Adding \(N\varepsilon\) to the divisor allows the transition matrix to remain column stochastic. Similarly, the formula with smoothing for emission probabilities allows the emission matrix to stay column stochastic.

After smoothing the transition matrix for Pound’s poem is equal to

\[\begin{split}A = \begin{bmatrix} \frac{\varepsilon}{6+3\varepsilon} & \frac{1}{3} & \frac{6+\varepsilon}{14+3\varepsilon}\\[2pt] \frac{\varepsilon}{6+3\varepsilon} & \frac{1}{3} & \frac{\varepsilon}{14+3\varepsilon}\\[2pt] \frac{6+\varepsilon}{6+3\varepsilon} & \frac{1}{3} & \frac{8+\varepsilon}{14+3\varepsilon} \end{bmatrix},\end{split}\]

where \(\varepsilon\) can be any small number.

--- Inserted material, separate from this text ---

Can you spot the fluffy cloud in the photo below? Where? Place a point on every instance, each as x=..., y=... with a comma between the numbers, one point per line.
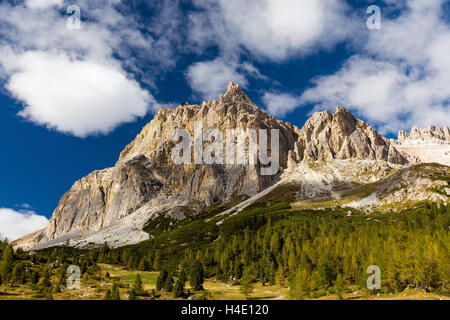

As can be seen from the above matrix, smoothing also reduces the sparsity of the matrix. This is another great feature of smoothing, because sparse matrices impair the performance of HMMs.

For example, without smoothing the transition probability from a noun to verb would be zero. Zero-probabilities would prevent the Viterbi algorithm from finding the most likely sequence of POS tags, if the observed sequence would contain verbs.

Summary#

  1. HMMs belong to probabilistic models for POS tagging. When HMMs are used to assign tags to words, tags serve as hidden states and words as observable states.

  2. To compute the transition probability from tag \(t_{i-1}\) to tag \(t_i\), we count the occurences of the tag pair and divide that obtained number by the total number of tag pairs that start with \(t_{i-1}.\)

  3. To compute the emission probability from tag \(t_i\) to word \(w_k\), we count the co-occurences of \(t_i\) and \(w_k\) and divide the obtained number by the total number of words with tag \(t_i\).

  4. Smoothing can be used to improve the performance of HMMs, when many transition or emission probabilities are equal to zero.